In the south and northwest, brick teas are standard fare for
Tibetans, Mongolians and Uyghurs. Brick tea is black tea that comes
in a variety of compacted forms, such as bricks, cones, or discs.
This compacted form was convenient for tea traders and nomads as it
was easy to transport.
After a rich meal, there is nothing like a hot and slightly bitter
cup of tea, drunk unadorned, each sip savored for the pure taste
that steeps from the tea leaves sitting on the bottom of your cup.
Choosing a tea to go with your meal or book in a tea house, is in
itself a joy and the choices are endless.
Types of tea
Bilochun (Green Snail Spring)
From Suzhou's Taihu Lake and the west side of Dongtingshan in
Jiangsu; curled leaves made from small early spring tea leaves. This
tea has a grassy fragrance and a very light, sweet taste.
Qihong from Anhui; this is a velvet-smooth tea with a delicate aroma
and a mellow flavor.
Yunnan black tea; was first produced over 1,500 years ago making it
one of the oldest teas. This strong tea yields an amber-like cup.
Longjing (Dragon Well)
From Xihu and Hangzhou in Zhejiang Province; flattened,
sparrow-tongue shaped and smooth tea leaves the brew a soft, pale
green, tinged with gold. Longjing is the most aromatic green tea
with a sweet and mellow taste that is slightly grassy.
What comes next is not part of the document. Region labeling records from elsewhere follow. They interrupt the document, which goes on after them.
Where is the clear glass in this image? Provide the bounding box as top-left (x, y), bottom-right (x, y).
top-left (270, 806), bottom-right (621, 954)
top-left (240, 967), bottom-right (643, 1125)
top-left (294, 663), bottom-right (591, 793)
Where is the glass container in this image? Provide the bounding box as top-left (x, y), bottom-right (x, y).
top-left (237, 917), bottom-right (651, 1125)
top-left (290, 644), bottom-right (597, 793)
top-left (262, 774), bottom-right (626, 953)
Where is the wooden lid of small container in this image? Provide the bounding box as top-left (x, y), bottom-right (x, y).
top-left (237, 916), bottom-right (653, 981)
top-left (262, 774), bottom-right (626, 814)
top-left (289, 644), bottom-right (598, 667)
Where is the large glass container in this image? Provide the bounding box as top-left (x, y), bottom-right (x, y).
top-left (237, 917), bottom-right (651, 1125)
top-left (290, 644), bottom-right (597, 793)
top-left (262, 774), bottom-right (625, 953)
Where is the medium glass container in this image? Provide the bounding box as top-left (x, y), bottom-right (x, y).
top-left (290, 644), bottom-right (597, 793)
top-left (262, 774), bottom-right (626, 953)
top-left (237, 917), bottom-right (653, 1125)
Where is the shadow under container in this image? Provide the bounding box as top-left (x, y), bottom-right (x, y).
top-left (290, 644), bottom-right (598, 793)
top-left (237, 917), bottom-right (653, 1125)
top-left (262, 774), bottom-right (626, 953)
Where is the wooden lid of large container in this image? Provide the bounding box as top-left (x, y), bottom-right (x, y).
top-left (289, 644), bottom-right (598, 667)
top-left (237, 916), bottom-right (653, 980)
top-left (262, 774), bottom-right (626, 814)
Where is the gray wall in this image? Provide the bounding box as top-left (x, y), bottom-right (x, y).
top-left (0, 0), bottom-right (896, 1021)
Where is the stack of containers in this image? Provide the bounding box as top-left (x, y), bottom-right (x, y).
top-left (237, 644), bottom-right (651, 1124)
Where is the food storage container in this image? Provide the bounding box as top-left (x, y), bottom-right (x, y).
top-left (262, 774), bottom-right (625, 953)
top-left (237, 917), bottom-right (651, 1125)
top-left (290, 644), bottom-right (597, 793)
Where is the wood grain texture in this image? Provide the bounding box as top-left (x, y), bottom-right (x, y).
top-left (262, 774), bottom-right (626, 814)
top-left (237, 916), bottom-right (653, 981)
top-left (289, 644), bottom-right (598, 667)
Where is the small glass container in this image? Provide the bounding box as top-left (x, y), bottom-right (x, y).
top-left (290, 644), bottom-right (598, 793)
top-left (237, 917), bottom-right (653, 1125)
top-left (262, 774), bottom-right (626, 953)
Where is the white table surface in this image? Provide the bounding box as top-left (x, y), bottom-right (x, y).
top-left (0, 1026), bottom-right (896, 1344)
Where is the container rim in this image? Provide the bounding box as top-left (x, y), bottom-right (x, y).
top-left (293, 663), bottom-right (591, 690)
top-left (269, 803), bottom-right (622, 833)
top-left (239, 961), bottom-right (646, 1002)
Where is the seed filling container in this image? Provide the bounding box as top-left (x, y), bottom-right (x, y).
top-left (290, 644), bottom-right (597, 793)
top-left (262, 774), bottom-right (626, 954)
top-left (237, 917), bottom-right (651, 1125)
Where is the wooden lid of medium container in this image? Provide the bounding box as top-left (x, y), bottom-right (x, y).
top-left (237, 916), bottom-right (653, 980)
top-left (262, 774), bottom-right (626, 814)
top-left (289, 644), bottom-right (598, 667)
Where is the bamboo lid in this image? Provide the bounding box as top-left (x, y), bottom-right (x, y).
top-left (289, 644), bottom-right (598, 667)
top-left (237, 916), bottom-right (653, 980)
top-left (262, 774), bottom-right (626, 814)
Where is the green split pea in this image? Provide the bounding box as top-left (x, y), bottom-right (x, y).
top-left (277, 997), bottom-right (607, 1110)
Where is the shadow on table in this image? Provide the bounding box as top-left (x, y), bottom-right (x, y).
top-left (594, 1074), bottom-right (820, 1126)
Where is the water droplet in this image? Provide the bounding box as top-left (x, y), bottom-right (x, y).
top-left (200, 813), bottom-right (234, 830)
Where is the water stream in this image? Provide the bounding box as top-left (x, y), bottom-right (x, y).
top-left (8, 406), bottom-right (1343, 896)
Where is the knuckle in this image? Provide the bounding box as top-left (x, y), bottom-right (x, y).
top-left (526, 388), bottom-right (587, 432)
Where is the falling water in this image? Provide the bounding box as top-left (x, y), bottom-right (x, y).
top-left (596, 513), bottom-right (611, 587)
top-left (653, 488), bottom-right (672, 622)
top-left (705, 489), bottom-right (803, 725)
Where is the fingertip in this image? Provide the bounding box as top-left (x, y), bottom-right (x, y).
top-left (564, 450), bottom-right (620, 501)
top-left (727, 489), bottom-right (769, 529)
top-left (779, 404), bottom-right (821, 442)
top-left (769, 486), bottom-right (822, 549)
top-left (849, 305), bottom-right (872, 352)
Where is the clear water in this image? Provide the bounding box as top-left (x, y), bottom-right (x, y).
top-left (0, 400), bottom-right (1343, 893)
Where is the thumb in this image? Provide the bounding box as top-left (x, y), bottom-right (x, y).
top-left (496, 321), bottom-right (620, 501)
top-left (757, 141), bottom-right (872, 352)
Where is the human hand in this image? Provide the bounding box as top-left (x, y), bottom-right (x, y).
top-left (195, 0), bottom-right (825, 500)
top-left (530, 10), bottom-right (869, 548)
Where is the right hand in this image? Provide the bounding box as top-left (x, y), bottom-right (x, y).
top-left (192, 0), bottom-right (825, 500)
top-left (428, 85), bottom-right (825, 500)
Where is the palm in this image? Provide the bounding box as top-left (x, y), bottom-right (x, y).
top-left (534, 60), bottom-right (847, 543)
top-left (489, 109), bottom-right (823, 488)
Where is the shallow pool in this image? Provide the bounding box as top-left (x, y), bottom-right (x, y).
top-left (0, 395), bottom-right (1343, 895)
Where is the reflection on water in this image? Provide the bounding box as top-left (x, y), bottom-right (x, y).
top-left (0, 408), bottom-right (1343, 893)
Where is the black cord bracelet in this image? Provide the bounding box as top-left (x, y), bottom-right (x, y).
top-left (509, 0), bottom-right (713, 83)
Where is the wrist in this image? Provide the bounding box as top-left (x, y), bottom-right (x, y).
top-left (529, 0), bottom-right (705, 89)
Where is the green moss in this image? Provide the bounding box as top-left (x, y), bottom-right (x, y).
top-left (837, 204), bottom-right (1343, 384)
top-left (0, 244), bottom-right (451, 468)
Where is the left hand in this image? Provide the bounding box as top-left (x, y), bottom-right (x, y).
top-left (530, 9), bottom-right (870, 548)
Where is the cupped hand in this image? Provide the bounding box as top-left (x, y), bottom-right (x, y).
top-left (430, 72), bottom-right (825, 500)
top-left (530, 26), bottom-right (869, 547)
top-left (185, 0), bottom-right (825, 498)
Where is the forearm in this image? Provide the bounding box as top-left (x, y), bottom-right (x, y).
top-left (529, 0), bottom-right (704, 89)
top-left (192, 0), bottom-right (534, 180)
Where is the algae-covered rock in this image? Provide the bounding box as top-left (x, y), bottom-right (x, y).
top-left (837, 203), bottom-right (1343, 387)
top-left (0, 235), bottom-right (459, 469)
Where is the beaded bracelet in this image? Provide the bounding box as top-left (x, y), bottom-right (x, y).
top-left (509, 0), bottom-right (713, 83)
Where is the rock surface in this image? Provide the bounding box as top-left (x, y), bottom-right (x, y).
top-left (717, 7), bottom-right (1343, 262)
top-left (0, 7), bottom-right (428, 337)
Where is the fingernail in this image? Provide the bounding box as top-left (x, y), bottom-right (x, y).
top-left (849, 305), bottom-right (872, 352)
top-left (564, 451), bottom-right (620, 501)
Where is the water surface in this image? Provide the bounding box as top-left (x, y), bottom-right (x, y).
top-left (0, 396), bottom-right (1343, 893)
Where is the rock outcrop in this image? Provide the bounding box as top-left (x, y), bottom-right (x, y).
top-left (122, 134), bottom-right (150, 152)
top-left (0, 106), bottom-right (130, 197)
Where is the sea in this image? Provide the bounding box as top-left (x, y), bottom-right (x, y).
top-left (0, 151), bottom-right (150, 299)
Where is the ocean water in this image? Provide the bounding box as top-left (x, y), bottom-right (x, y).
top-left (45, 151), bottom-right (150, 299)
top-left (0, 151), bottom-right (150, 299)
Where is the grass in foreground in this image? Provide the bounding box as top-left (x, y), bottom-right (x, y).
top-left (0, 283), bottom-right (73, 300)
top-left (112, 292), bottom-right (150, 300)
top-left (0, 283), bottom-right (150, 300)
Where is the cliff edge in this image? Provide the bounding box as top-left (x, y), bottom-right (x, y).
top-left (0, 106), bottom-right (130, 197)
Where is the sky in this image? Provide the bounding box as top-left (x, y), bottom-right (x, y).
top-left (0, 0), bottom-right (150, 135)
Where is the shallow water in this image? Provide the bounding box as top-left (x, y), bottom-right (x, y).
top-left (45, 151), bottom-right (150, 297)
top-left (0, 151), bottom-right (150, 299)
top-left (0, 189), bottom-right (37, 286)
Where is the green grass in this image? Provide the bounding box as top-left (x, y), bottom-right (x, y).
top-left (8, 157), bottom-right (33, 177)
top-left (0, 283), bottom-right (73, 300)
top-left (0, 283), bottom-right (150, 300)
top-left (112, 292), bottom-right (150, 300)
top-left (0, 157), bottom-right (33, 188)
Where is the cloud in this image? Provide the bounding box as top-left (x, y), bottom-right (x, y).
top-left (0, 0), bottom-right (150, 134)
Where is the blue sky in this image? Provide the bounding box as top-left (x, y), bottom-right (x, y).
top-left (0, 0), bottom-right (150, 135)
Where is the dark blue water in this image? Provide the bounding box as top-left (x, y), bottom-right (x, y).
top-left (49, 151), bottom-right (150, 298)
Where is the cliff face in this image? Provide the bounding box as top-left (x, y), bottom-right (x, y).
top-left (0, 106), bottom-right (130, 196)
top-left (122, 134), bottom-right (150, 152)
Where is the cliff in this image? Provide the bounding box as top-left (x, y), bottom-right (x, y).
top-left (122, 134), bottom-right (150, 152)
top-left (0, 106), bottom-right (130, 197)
Maofeng from Anhui; Maofeng teas have a broad, flat shape and a
sword-like curve from tip to end. It tastes light and subtle.
Large-leafed tea gathered from trees that thrive in Yunnan
Province's varying climate and acidic soil. Famous as a medicinal
tea, it is believed that to aid digestion, reduce cholesterol, lower
blood pres-sure, reinforce the immune system and help to prevent the
formation of cancer cells. The smooth dark Pu'er tea has a rich and
distinctively earthy flavor.
Tieguanyin (Iron Goddess)
It is one of the best-known teas, named after Kuanyin, the Goddess
of Mercy. This tea is darker, as it is roasted for 11 hours and
further roasted for a few more hours over charcoal. It has a very
distinctive roasted aroma with a woody and robust flavor.
Oolong (Black Dragon)
It has a mixed personality of green tea - clear and fragrant and
strong and refreshing as black tea, as well as a long after taste
that lingers in your mouth. Dongding oolong tea from Taiwan, is the
most prized oolong tea for its quality and aroma.